Alors que l’ordre était revenu, une ombre argentée survola le groupe. Toutes les têtes se levèrent vers le ciel et les élèves s’assirent, leur regard ébahi fixé sur la silhouette suspendue d’un circaète Jean-le-Blanc, la tête couleur cannelle immobile, le corps pâle et les ailes en constant mouvement. Il chassait les serpents. Je décidai de ne pas mentionner cela à ma classe déjà surexcitée, mais simplement de laisser opérer la magie de la rencontre. Un lien se tissait. Ce groupe de jeunes urbains, nourris d’aliments transformés, se retrouvait confronté à quelques-unes des réalités les plus profondes de l’univers alors que dans une beauté majestueuse et poignante, un redoutable prédateur partagea brièvement son espace avec eux.
Profitant de l’accalmie occassionnée par l’apparition de l’aigle, nous décidâmes de diviser les étudiants en trois groupes. M. Bsous emmena un groupe pour une randonnée sur le flanc versant de Qalaat Mudiiq afin d’observer les tortues, les lézards et les geckos. Faisal, qui nous avait rejoints pour l’après-midi, emmena le deuxième groupe à la recherche d’oiseaux dans les mares peu profondes, au-delà du champ de roseaux. De mon côté, je rassemblai ma douzaine d’étudiants pour prospecter la mare la plus profonde près des arbres et découvrir les merveilles vivant sous l’eau, à l’aide de nos filets improvisés faits de vieilles chaussettes et de cintres dépliés.

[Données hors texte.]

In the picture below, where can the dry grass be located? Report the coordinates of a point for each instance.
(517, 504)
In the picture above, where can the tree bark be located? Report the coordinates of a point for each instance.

C’est une classe transformée qui se rassembla quelques heures plus tard à l’ombre du frêne. Les élèves étaient enthousiasmés de tout ce qu’ils avaient appris sur les créatures qu’ils avaient vues ; le scintillement des hannetons, le vol en zig-zag du flambé et le simple plaisir d’attraper les têtards et les grenouilles miniatures bientôt prêtes à commencer leur vie hors de l’eau. Tels des chefs d’orchestre, nous utilisèrent leurs propres observations afin d’établir les objectifs d’apprentissage de la leçon. La zone humide fournissait des services d’une valeur inestimable aux communautés de la Bekaa, elle contenait des espèces rares et magnifiques et il fallait la protéger.
Nous ne nous arrêtâmes pas là ; les questions s’enchainaient sur le chemin du retour vers le bus. Pourquoi la zone humide était-elle si spéciale ? Qu’était-il arrivé au reste de la nature dans la vallée ? Pourquoi existait-il autant de sortes d’insectes à cet endroit ? Pourquoi Dieu s’était-il donné la peine de créer autant d’espèces de scarabées et pourquoi étaient-ils aussi beaux? Pourquoi l’aigle avait-il besoin de chasser et de tuer pour vivre ?
Nous reprîmes quelques unes de ces questions lors des cours de biologie et d’autres à la chapelle, mais cette expérience m’enseigna que la zone humide, les endroits sauvages du Liban, avaient réellement le pouvoir d’instruire – la science certes, mais également des sujets beaucoup plus profonds. Cela n’aurait pas dû me surprendre. Les psaumes contiennent de nombreux exemples de Dieu révélé par sa Création, et le livre de Job, chapitres 38 à 41, nous montre comment Job découvre le « mystère de l’univers » en observant la nature et certaines de ses plus extraordinaires créatures. Mais dans la vie contemporaine, ces rencontres sont rares.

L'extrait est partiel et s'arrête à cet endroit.